Gout Drugs Flashcards
NSAIDs
Treatment of Acute gout
Excluding low dose Aspirin, are used to treat acute attacks of gout.
At lower doses (2-3g/day) aspirin causes uric acid retention by the kidney, whereas at higher doses, aspirin has a uricosuric effect. In most individuals, low dose aspirin that is being administered for its CV protective effects does not need to be discontinued.
Colchicine
Treatment of Acute gout
MOA: inhibits microtubule assembly. Suppresses inflammasome-driven caspase 1 activation, IL-1B processing and release, and L-selectin expression
SE: GI symptoms (diarrhea, abdominal pain, nausea, vomiting), and readily reversible peripheral neuropathy.

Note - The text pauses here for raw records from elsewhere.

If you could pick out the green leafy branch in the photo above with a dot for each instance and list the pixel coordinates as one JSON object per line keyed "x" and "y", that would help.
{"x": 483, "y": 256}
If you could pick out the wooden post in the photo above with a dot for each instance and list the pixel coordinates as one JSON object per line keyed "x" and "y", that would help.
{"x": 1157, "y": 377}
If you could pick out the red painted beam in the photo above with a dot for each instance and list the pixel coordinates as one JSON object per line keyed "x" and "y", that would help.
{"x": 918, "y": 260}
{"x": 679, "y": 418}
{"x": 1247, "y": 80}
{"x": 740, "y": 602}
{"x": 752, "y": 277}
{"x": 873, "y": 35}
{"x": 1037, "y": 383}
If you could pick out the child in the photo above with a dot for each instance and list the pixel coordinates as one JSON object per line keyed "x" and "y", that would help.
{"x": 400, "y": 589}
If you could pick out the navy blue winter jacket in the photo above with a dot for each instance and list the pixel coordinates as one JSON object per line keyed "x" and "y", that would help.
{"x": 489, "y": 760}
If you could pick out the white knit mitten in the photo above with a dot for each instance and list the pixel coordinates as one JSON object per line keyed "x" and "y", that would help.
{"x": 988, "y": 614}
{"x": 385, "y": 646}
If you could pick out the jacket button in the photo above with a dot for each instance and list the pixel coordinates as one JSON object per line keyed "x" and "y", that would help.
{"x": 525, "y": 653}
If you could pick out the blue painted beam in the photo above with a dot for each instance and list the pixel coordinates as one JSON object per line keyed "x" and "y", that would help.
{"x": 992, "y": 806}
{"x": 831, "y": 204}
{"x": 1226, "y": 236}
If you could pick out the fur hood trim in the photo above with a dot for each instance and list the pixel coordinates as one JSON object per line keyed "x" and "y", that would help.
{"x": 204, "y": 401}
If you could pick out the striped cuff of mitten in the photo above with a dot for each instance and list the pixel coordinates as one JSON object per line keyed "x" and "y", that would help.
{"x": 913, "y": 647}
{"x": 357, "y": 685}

More severe colchicine toxicity:(blood cytopenias, severe cutaneous eruption) has only rarely been reported
Cautions: Contraindication in patients with advanced renal or hepatic impairment
Notes: Used in patients who have contraindications to NSAIDs
Allopurinol
Treatment of Chronic Gout
MOA: Xanthine oxidase inhibitor-inhibits uric acid synthesis
SE: Mild rash, can cause leukopenia or thrombocytopenia; diarrhea; can precipitate acute gouty arthritis
Caution: patients with renal insufficiency
Contraindication: known hypersensitivity
Notes: Although reduced renal uric excretion is responsible for the majority of cases of hyperuricemia, allopurinol, which inhibits the production of uric acid is the first line of defense
Febuxostat
Treatment of Chronic Gout
MOA: Xanthine oxidase inhibitor
SE: incidence of liver function test abnormalities, nausea, arthralgia, and rash; increased risk of acute gouty attack
Caution: periodic monitoring of the liver function, principally hepatic transaminase enzyme levels is suggested
Notes: more expensive than allopurinol
Probenecid
Treatment of Chronic Gout
Uricosuric agent
MOA: promotes renal clearance of uric acid by inhibiting urate-anion exchangers (including URAT1) in the proximal tubule that mediates urate reabsorption. It increases urate excretion
SE: rash, precipitation of acute gouty arthritis, GI intolerance, and uric acid stone formation.
Caution: interferes with the renal transport of various drugs that are organic acids (penicillin and ampicillin) and which undergo transport int he kidney; consequently, there is a need to adjust dosage of these drugs.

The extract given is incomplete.